Eventual consistency in Riak may come as bit of a surprise at first. Riak has no locks, allows simultaneous writes,
and provides no guarantees over the ordering of concurrent operations. For many use cases, the ability for
multiple writers to update the same value does not pose a threat, for instance if your application is storing
profile data, which should only be updated by a single user. In other cases, simultaneous updates to the same
object can cause conflicts, which must be resolved. While there are mechanisms such as Vector Clocks to help
deal with these issues, if your application requires the kind of strong consistency found in ACID systems, Riak
may not be a good fit.
Resiliency parameters can be tuned on a per-bucket or per-request basis. By using quorums, users can set an r
and w value that adjusts the number of replicas that must respond to a read or write request for it to succeed.
For example, if Riak has been configured to store three replicas of each object, a request with an r value of 2 will
only require two out of the three replicas to respond before it is considered successful. In this scenario, Riak will
be able to withstand a single node failure and still operate as expected. However, should another node fail
simultaneously, this same request would fail to satisfy the quorum and not return an object.
To learn more, review our documentation and read our blog series entitled Understanding Riak’s Configurable
Behaviors.
Data Modeling
Riak’s design does not support the richer data types and model of traditional relational
systems
While many users find that Riak’s key/value model is more flexible, faster to develop against, and well suited to
their applications, there are tradeoffs regarding query options and data types available. Riak does not expose
sets, counters, or transactions; it does not support join operations as there is no concept of columns and rows.
Riak is queried via HTTP requests, via the protocol buffers API, or through various client libraries; there is no SQL
or SQL-like language. Riak’s simpler data model results in fewer and leaner query ability options.
From Relational to Riak – A Technical Brief
All Content © Basho Technologies, Inc. | All Rights Reserved 6
Riak does, however, offer additional functionality on top of the fundamental key/value model:
Riak Search: Riak Search is a distributed, full-text search engine. It provides support for various MIME
types & analyzers, and robust querying including exact matches, wildcards, range queries, proximity
searches, and more.
Secondary Indexing: Secondary Indexing (2i) in Riak gives developers the ability to tag an object stored
in Riak with one or more queryable values. Indexes can be either integers or strings, and can be queried
by either exact matches or ranges of an index.

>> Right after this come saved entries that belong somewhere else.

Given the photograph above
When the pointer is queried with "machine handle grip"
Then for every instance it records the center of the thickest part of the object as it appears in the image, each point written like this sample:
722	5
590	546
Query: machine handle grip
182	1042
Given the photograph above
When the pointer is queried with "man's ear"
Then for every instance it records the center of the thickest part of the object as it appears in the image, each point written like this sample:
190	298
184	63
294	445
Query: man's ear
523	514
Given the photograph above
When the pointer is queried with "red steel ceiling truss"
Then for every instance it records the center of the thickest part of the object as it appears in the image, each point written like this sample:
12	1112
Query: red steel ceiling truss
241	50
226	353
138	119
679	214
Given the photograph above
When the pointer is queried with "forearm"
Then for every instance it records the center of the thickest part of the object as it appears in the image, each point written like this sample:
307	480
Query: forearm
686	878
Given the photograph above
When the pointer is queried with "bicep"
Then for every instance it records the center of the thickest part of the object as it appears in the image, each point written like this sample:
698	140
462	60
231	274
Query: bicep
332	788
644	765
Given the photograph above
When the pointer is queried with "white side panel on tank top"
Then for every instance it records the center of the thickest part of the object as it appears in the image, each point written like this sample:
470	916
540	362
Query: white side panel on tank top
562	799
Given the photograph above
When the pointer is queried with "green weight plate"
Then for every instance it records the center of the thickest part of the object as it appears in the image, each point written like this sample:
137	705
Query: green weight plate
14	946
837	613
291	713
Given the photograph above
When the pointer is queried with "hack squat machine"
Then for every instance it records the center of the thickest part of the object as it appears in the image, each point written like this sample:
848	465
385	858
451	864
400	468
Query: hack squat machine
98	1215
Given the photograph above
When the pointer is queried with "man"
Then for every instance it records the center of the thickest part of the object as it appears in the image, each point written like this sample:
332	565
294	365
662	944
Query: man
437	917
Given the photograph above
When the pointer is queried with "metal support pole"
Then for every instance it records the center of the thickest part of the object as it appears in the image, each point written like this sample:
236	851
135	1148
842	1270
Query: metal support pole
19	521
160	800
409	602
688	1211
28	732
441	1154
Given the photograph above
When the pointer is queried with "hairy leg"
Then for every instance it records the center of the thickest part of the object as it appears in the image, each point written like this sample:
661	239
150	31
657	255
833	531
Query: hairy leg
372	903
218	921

MapReduce: Developers can leverage Riak MapReduce for tasks like filtering documents by tag,
counting words in documents, and extracting links to related data. It offers support for JavaScript and
Erlang.
For more information, check out the Riak documentation on Querying Data. Additionally, work is being done to
expose additional data types that are tolerant of Riak’s eventually consistent nature, specifically counters and
sets, which will be publicly available soon.
Operational & Development Considerations
Data Migration
How should data be migrated to Riak? The topic of data migration could fill an entire book, so these are just a
few points of starting advice. Should you desire in-depth help or consultation, the Professional Services team at
Basho is always available for assistance.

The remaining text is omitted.